Emotions… how to communicate them…

Posted by in Relationships on August 8, 2011 0 comments

Most would say that I’m an emotional person. I wear my heart on my sleeve, I cry at every poignant point in a movie, I’m in touch with what moves me – the poverty stricken African child who hasn’t brought any food to his mouth for a week, reunited people at an airport, when a family loses a loved one through war, when there is a natural disaster that killed and when I’m proud of an achievement my kids have done. These are things that touch my heart and soul, as most would, but somehow, I can’t dive deep into my emotional pool and communicate verbally my emotions to those who matter most.

OK, so we know that emotions are part of our irrational side of our brain. So does that mean, that whenever we try to communicate them verbally, we are no doubt going to make mistakes when we communicate? We say things that we don’t mean? We get pushed to a point to reveal an evil side of ourselves that rarely surfaces, because we can only take so much? Do we end up using words that we subconsciously know will hurt the other person, only to combat the hurt that they give us? Can we take back the words that we so regretfully said, and have our loved one forgive us over time?

It’s so hard to know what’s right, as every individual acts and responds differently, you never know when you will hit a trigger point that loses your beau’s trust. How do you get that trust back?

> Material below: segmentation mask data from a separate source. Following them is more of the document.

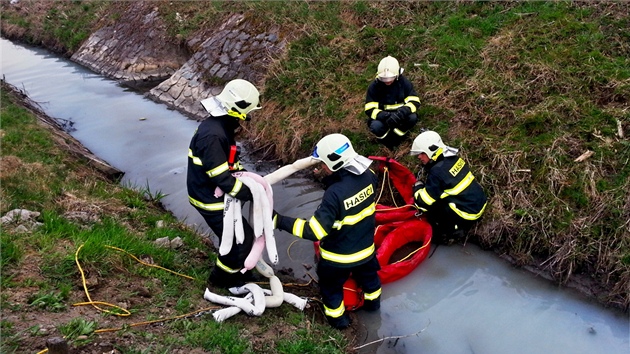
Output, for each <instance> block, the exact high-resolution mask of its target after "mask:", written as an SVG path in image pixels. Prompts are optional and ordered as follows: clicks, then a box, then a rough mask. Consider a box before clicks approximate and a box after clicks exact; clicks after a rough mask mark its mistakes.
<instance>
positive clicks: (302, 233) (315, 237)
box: [276, 198, 336, 241]
mask: <svg viewBox="0 0 630 354" xmlns="http://www.w3.org/2000/svg"><path fill="white" fill-rule="evenodd" d="M324 200H325V198H324ZM335 215H336V208H335V207H334V205H333V204H332V203H326V202H325V201H323V202H322V204H321V205H320V206H319V207H318V208H317V210H316V211H315V214H314V215H313V216H311V218H310V219H308V220H306V219H301V218H293V217H290V216H283V215H280V214H277V216H276V228H278V229H280V230H284V231H287V232H289V233H291V234H292V235H294V236H297V237H300V238H303V239H307V240H311V241H319V240H321V239H322V238H324V237H326V236H328V233H329V232H330V230H331V229H332V226H333V224H334V222H335Z"/></svg>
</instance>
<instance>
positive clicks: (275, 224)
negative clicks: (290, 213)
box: [271, 210, 283, 229]
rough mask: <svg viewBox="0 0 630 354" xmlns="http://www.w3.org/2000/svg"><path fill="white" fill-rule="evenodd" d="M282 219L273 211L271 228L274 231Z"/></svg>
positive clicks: (274, 211) (277, 227) (277, 212)
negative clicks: (271, 225) (272, 225)
mask: <svg viewBox="0 0 630 354" xmlns="http://www.w3.org/2000/svg"><path fill="white" fill-rule="evenodd" d="M282 218H283V216H282V215H280V214H278V212H277V211H275V210H274V211H273V212H272V213H271V219H272V220H273V228H274V229H277V228H278V225H279V224H280V220H281V219H282Z"/></svg>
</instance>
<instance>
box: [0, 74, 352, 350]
mask: <svg viewBox="0 0 630 354" xmlns="http://www.w3.org/2000/svg"><path fill="white" fill-rule="evenodd" d="M1 94H2V97H1V98H0V100H1V104H2V105H1V120H2V130H1V137H2V158H1V160H0V165H1V167H2V169H1V174H0V184H1V186H2V187H1V188H0V192H1V194H0V202H1V203H0V205H1V214H2V215H5V214H6V213H7V212H8V211H10V210H13V209H27V210H30V211H33V212H38V213H40V214H39V216H36V217H35V218H33V219H32V220H27V219H26V218H22V219H18V220H15V221H14V222H11V223H7V224H3V225H2V231H1V233H0V248H1V253H0V267H1V272H2V277H1V279H2V280H1V283H0V285H1V287H2V295H1V296H0V308H1V311H2V321H1V322H0V326H1V327H0V330H1V332H2V335H1V341H0V352H2V353H38V352H40V351H42V350H44V349H45V343H46V339H48V338H51V337H65V338H66V339H67V340H68V342H69V343H70V345H71V349H72V350H73V352H74V351H76V352H90V351H91V350H93V348H95V347H100V348H103V349H105V348H107V347H111V348H112V349H116V350H118V351H117V352H119V353H169V354H170V353H190V352H193V353H194V352H200V351H203V352H213V353H215V352H216V353H247V352H256V353H344V352H346V351H347V350H348V348H349V346H350V341H349V340H347V339H346V338H345V337H344V332H340V331H336V330H333V329H331V328H330V327H329V326H328V325H327V324H326V323H325V320H324V319H323V315H322V314H321V310H320V309H319V306H318V304H317V302H311V303H310V306H309V308H307V309H306V310H305V311H304V312H302V311H299V310H298V309H296V308H294V307H292V306H291V305H289V304H286V303H285V304H283V305H282V306H280V307H278V308H273V309H267V310H266V311H265V313H264V314H263V315H262V316H260V317H248V316H246V315H244V314H239V315H236V316H235V317H232V318H230V319H228V320H226V321H225V322H223V323H217V322H216V321H215V320H214V319H213V318H212V315H211V311H213V310H216V309H218V308H221V307H219V306H214V304H212V303H210V302H207V301H206V300H204V299H203V292H204V290H205V288H206V282H205V280H206V279H207V276H208V270H209V265H210V264H211V263H213V261H214V258H215V253H214V250H213V249H212V248H211V247H210V246H208V245H207V244H206V243H204V240H203V238H202V237H201V236H200V235H198V234H196V233H195V232H194V231H192V230H190V229H188V228H187V227H186V226H184V225H183V224H181V223H179V222H178V221H177V220H175V219H174V217H173V216H172V215H171V214H169V213H167V212H165V211H164V210H163V209H162V208H161V207H160V206H159V203H158V201H159V198H160V194H159V192H152V191H150V190H143V191H134V190H131V189H127V188H124V187H123V186H120V184H119V183H117V182H116V181H111V180H109V179H107V178H106V177H105V176H104V175H103V174H101V173H100V172H99V171H96V170H94V169H93V168H91V167H89V166H87V164H86V161H85V160H84V159H81V158H79V157H77V156H74V155H71V154H69V153H68V151H67V150H66V149H65V148H62V147H60V146H59V145H58V144H56V143H55V142H54V140H53V138H52V135H51V133H50V131H49V130H47V129H46V128H44V127H43V126H42V125H41V124H38V122H37V116H36V114H33V113H34V112H33V111H31V110H29V109H26V108H25V106H24V105H23V104H24V101H23V100H24V97H22V96H21V95H15V93H14V92H12V91H10V90H7V87H5V85H4V83H3V87H2V92H1ZM35 113H37V112H35ZM164 237H168V238H169V239H170V240H172V239H175V238H177V237H179V238H180V239H181V240H182V241H183V242H182V246H181V247H178V248H177V249H174V248H164V247H160V246H158V245H157V244H156V243H155V240H157V239H160V238H164ZM156 266H159V267H161V268H158V267H156ZM285 284H286V285H285V291H287V292H291V293H294V294H296V295H300V296H304V297H308V298H313V296H315V294H316V293H317V292H316V288H315V287H313V286H312V285H311V286H298V285H291V284H289V283H286V282H285ZM261 286H262V287H264V288H268V287H269V285H268V284H265V283H262V284H261ZM211 289H212V288H211ZM212 290H213V291H215V292H217V293H221V294H225V291H221V290H219V289H212ZM85 302H93V303H92V304H86V303H85ZM82 303H83V304H82ZM348 333H349V332H348ZM322 338H327V340H326V341H322ZM110 350H111V349H110Z"/></svg>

I know I’ve hurt my love by not being able to reach into the depths of my soul and verbalise what I truly felt at a time when words were being flung around with passionate animosity. My words, at the time, hit like a dagger into his heart. I can’t retract those words that wounded, I just beg for forgiveness. If it can only be understood that it was my irrationality that took me there, not my rational clarity that draws me to him.

I don’t know how to communicate emotions properly, like I’m guessing 99% of the population don’t know how to. We can only eliminate those who have college degrees in psychology, psychiatry and Freud who can rationalise their emotions and practice their skills everyday. It’s more hurtful when those mental professionals who have the skills to differentiate the rational and the irrational say something intentional to hurt or create a reaction that determine who the person is because they are using their skill to lure their victim into what they don’t want to say, and damn them.

But they are the one’s who know that they have pushed too hard, and can forgive easily, knowing that they have trapped their prey in their web, hurting their loves in the process.

It is a learning curve, knowing how you can cope when pushed. But it’s a very hard lesson to learn.